BerIslam di Negeri Paman Sam (1)

Terkadang kemudahan yang kita rasakan menjadikan kita menjadi kurang bersyukur. Maka dari itulah Imam Syafi'i pernah berkata dalam syairnya :

"Merantaulah, orang berilmu dan beradab tidak akan diam di kampung halaman. Tinggalkan negerimu dan hidup asing (di negeri orang). Aku melihat air menjadi rusak karena diam tertahan. Jika mengalir menjadi jernih, jika tidak, akan keruh menggenang. Singa jika tak meninggalkan sarang tak akan dapat mangsa. Anak panah jika tak tinggalkan busur, tak akan kena sasaran..."

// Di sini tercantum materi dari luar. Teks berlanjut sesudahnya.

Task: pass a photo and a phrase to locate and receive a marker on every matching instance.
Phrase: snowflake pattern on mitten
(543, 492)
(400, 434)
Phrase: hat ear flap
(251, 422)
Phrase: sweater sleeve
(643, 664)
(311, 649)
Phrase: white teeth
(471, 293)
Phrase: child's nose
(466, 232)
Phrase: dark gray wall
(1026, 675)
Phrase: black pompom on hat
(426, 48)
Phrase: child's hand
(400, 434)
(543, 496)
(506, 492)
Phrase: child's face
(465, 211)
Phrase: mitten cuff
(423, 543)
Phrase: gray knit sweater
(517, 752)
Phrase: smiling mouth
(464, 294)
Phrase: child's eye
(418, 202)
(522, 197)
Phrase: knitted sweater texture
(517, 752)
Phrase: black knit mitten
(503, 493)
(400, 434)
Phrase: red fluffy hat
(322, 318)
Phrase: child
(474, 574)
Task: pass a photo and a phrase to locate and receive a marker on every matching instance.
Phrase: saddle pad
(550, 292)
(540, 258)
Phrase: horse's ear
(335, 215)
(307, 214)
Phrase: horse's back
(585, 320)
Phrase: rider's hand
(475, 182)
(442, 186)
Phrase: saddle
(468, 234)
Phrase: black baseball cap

23 tahun selalu merasakan shalat ied di negeri tercinta, Indonesia. Selalu mendengar takbiran di taip malamnya, ikut berdzikir bersama. Kemudian dari beberapa hari sebelumnya akan belanja banyak untuk memasak kudapan khas ied seperti opor ayam, sambel goreng kentang, rendang dan tentunya ketupat!

Dan kini, harus menjalani ied di negeri orang. Di Amerika pula. Menjadi minoritas dan dipandang 'berbeda'. Berjilbab pula.Tak ada takbiran, tak ada sahutan orang-orang bertakbir dari banyak masjid yang berbeda. Tak ada kumpul keluarga di malam harinya. Tak ada beres-beres masakan dan menata kue untuk tamu yang akan datang. Tak ada berangkat shalat ied bersama. Tak ada opor ayam, apalagi ketupat.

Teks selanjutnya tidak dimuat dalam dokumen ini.